Their Story – Jamie Criss
The second in a series of TBE employee health success stories.
By John E. Eberhart

Long before Teledyne Brown had its own fitness center and its many amenities, it had Jamie Criss, RN. Since then, she has remained an integral part in the development of TBE’s Wellness Program, in addition to being a constant example of the benefits that exercise and healthy living provide.
It Does A Body Good
Jamie has been a nurse at TBE for over 25 years, and in that time she has become a prominent figurehead in our health-conscious atmosphere. When she became part of the TBE family in 1983, the Company was in the initial stages of implementing their wellness program. Jamie’s athletic background (she began swimming at age 10 and was on the swim and dive team in high school), in addition to her nursing qualifications, made her an excellent candidate to help jump-start this program, and she was immediately utilized. Soon, Jamie was teaching aerobics classes four nights a week in the TBE cafeteria. This marked the beginning of TBE’s first fitness classes, and Jamie has been teaching exercise classes here ever since.

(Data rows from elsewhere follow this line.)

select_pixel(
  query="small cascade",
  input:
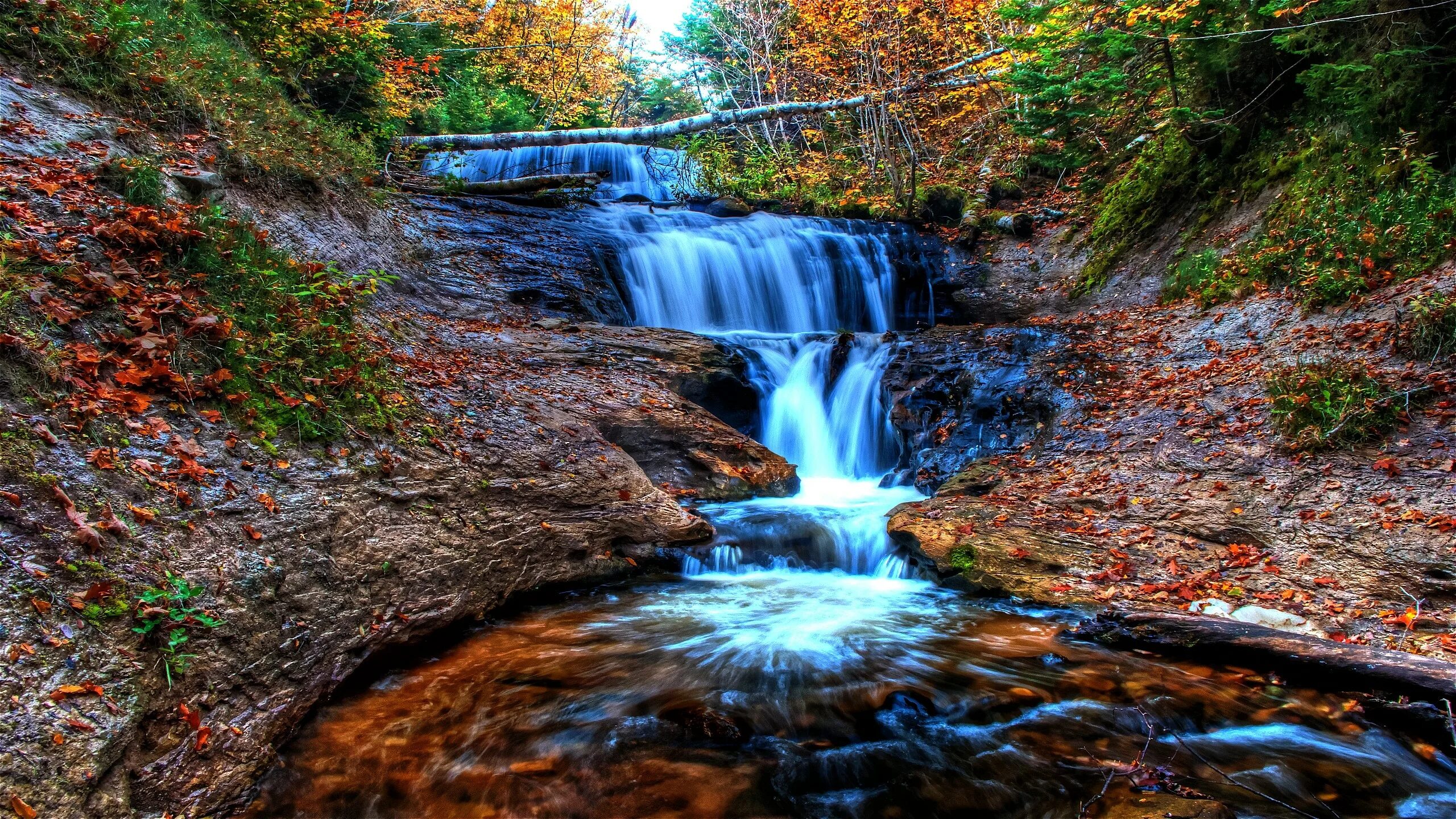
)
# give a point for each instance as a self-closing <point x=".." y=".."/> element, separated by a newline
<point x="760" y="273"/>
<point x="823" y="407"/>
<point x="631" y="169"/>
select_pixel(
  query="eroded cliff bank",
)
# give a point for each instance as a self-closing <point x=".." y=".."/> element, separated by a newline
<point x="1140" y="467"/>
<point x="529" y="455"/>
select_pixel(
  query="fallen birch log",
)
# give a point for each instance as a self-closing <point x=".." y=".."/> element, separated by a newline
<point x="1314" y="660"/>
<point x="516" y="185"/>
<point x="648" y="135"/>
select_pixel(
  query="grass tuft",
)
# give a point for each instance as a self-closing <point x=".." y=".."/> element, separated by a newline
<point x="1329" y="404"/>
<point x="1432" y="325"/>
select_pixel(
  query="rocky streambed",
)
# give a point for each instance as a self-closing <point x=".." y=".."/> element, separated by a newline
<point x="1078" y="457"/>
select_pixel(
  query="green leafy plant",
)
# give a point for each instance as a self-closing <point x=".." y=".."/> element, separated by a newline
<point x="1325" y="404"/>
<point x="296" y="358"/>
<point x="1192" y="274"/>
<point x="1432" y="325"/>
<point x="167" y="613"/>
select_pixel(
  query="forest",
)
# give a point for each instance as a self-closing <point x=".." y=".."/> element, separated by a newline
<point x="859" y="408"/>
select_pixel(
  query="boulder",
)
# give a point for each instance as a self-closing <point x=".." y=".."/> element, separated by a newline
<point x="1167" y="806"/>
<point x="197" y="183"/>
<point x="942" y="205"/>
<point x="727" y="208"/>
<point x="1015" y="224"/>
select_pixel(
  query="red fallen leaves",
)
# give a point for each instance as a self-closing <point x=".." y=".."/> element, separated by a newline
<point x="85" y="532"/>
<point x="16" y="804"/>
<point x="77" y="690"/>
<point x="1388" y="465"/>
<point x="142" y="515"/>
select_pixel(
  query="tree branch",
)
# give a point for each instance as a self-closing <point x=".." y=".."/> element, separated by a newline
<point x="648" y="135"/>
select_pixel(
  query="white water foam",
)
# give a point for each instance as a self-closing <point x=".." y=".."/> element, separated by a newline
<point x="631" y="169"/>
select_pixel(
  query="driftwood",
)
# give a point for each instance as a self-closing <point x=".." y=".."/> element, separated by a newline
<point x="1311" y="659"/>
<point x="648" y="135"/>
<point x="518" y="185"/>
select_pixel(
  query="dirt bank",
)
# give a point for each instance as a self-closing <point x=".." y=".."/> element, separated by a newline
<point x="1161" y="480"/>
<point x="535" y="455"/>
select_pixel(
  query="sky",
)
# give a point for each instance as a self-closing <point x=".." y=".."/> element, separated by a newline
<point x="657" y="18"/>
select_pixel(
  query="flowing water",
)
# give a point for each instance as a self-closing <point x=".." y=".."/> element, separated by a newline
<point x="630" y="169"/>
<point x="797" y="667"/>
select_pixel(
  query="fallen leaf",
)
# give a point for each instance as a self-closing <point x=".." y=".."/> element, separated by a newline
<point x="21" y="808"/>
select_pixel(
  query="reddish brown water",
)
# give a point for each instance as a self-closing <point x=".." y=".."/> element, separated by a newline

While most of you are more familiar with Jamie as TBE’s head nurse and fitness enthusiast, she has been a great many more things in her life. A former tennis player, biology teacher, surgical technician, and cancer researcher, Jamie is also a cancer survivor.
Pretty in Pink
In 1989, Jamie went to her first cancer awareness meeting at TBE. She went not really expecting to learn anything she didn’t already know. She had never had a mammogram. At the meeting, they had a hands-on display using breast-implant-like gels that showed what to look for during self-testing and demonstrated the difficulty in finding cancerous lumps. While working out one day, not long after the meeting, Jamie happened to notice an eerily familiar mass in one of her breasts. Wisely, Jamie scheduled a mammogram, and while she was eventually diagnosed with breast cancer, she was fortunate enough to have caught it early.
Jamie continued teaching aerobics classes until she began chemotherapy, and despite the effects of the treatment, she remained vigilant and upbeat. She asked herself, “What can I do to make myself feel good again?” So, during her recovery period, she began working out around the house. Easy, gentle exercises at first, gradually increasing in duration and difficulty. “It made me feel normal again,” she says. While it is hard to say she has cancer to thank, her refusal to become sedentary led her to include weight training to her exercise regimen.
“If You Want To See Results You Have to Be Consistent and Challenge Yourself”
Although Jamie says she has experienced everything with exercising, including “dreading it and hating it,” she likes it more now than ever: “As I’ve gotten older, I’ve appreciated what exercise has done for me.” To further herself, Jamie hired Whitnye Lolley two years ago as her personal trainer. She says she “needed the extra push” and feels that she is in better shape now than she ever has been. The motivation is easy for Jamie. She feels better, stronger, and in the end, what better impetus is there than that?